Vermeidbare Leerfahrten reduzieren: ein effektives Mittel gegen den Fahrer:innenmangel
Um dem Problem des Fahrer:innenmangels zu begegnen, wäre die Reduzierung von Leerfahrten ein effektives Mittel. Europaweit gibt es eine gigantische Anzahl von Leerfahrten, welche die Umwelt und Infrastruktur belasten. Allein in Österreich wurden im Vorjahr 926 Millionen Kilometer ohne Ladung zurückgelegt. Eine EU-weite Regelung zu Leerfahrten wäre finanziell günstiger und würde den Einsatz von Gigalinern obsolet machen.
Zudem empfiehlt die AK, die Kontrolldichte zu erhöhen und die einschlägigen Standards zu verbessern. Der vorliegende Richtlinienentwurf sieht vor, dass jeder Mitgliedstaat sechs Fahrzeugkontrollen je eine Million Fahrzeugkilometer durchführen muss. Diese Vorgabe ist aus Sicht der AK deutlich zu niedrig und hat keine abschreckende Wirkung gegen Missbrauch.
Die Arbeiterkammer spricht sich daher vehement gegen eine Einführung von Gigalinern auf europäischen Straßen aus. Der vorliegende Kommissionsvorschlag zur Überarbeitung der Richtlinie hätte einen negativen Einfluss auf die Verkehrssicherheit, würde den Arbeitsdruck für Lenker:innen erhöhen und den Klimazielen entgegenwirken. Bevor er Rechtskraft erlangt, müssen sich aber erst das EU-Parlament und der Rat dazu positionieren. Es bleibt zu hoffen, dass in den beiden gesetzgebenden Institutionen die Gefahren erkannt werden, die in dem Vorschlag stecken.

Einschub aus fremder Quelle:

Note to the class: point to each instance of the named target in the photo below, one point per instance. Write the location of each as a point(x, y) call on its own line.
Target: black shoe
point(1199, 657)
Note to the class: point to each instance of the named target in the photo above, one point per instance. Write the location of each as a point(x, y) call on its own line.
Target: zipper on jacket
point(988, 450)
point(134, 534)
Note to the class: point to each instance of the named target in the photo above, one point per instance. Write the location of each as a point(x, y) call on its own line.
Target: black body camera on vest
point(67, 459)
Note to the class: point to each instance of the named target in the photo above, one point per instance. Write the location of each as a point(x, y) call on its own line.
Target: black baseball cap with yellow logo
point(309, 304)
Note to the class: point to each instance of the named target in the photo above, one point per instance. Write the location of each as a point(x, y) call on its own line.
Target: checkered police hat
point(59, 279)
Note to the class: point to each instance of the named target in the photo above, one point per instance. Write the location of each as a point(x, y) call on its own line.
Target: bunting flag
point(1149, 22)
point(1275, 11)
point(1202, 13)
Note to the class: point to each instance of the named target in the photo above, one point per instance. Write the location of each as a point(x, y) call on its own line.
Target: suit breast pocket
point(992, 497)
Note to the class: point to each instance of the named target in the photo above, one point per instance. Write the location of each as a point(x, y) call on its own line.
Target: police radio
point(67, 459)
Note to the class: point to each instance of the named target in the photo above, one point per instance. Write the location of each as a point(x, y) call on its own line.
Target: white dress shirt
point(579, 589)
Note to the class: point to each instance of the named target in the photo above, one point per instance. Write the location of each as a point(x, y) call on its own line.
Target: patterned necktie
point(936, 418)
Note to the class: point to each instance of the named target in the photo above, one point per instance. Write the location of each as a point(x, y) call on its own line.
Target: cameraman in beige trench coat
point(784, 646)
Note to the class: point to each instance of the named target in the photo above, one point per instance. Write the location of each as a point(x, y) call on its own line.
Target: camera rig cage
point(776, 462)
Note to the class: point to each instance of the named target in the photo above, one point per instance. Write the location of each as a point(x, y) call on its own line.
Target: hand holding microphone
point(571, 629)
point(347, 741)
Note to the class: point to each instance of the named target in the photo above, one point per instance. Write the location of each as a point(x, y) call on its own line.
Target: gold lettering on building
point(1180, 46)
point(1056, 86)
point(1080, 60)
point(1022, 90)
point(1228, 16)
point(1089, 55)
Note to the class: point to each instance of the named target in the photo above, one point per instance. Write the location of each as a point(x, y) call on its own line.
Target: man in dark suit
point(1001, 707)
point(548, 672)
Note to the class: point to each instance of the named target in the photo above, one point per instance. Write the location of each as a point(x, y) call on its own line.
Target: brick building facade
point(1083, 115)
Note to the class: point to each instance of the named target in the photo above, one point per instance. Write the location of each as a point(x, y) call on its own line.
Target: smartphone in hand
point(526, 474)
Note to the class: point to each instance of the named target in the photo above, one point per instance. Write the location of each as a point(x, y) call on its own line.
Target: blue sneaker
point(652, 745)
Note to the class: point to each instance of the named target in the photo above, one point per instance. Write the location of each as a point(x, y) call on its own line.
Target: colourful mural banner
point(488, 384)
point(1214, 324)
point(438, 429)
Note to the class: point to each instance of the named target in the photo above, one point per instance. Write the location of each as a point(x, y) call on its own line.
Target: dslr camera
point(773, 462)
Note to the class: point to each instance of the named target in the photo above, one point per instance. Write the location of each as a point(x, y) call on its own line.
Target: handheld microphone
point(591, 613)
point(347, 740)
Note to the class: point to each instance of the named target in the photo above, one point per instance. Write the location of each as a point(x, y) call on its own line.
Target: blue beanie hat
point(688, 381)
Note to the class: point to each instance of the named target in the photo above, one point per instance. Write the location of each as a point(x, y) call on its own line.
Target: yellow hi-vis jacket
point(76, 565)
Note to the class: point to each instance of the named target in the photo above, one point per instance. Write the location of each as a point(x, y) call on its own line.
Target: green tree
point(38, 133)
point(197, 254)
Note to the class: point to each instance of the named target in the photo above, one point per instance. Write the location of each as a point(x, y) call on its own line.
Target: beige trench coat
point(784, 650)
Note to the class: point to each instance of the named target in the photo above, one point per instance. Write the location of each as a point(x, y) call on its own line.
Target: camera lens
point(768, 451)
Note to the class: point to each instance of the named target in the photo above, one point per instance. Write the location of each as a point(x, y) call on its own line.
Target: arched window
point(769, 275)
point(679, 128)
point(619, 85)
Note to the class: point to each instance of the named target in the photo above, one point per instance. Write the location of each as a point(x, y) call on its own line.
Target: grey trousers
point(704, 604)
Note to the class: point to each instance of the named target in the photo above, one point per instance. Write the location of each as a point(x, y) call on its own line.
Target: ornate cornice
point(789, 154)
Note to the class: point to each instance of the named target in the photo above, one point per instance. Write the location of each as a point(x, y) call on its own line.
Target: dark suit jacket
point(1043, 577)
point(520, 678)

Weiterführende Informationen
AK EUROPA: Höchstzulässige Abmessungen und Gewichte bei Lkw im europäischen Straßengüterverkehr
AK EUROPA: Neue CO2 –Standards für Lkw sowie Erweiterung auf Busse
EU-Kommission: Der Grüne Deal: Ökologisierung des Güterverkehrs für größeren wirtschaftlichen Nutzen bei geringeren Umweltauswirkungen
EU-Kommission: Richtlinie über Gewichte und Abmessung von Nutzfahrzeugen
AK EUROPA: Fokus auf die Beschäftigen im Verkehrsbereich
AK EUROPA: Wie der Verkehr nachhaltiger werden soll
ETF: Contradictions in EC’s Greening Transport Package (Nur Englisch)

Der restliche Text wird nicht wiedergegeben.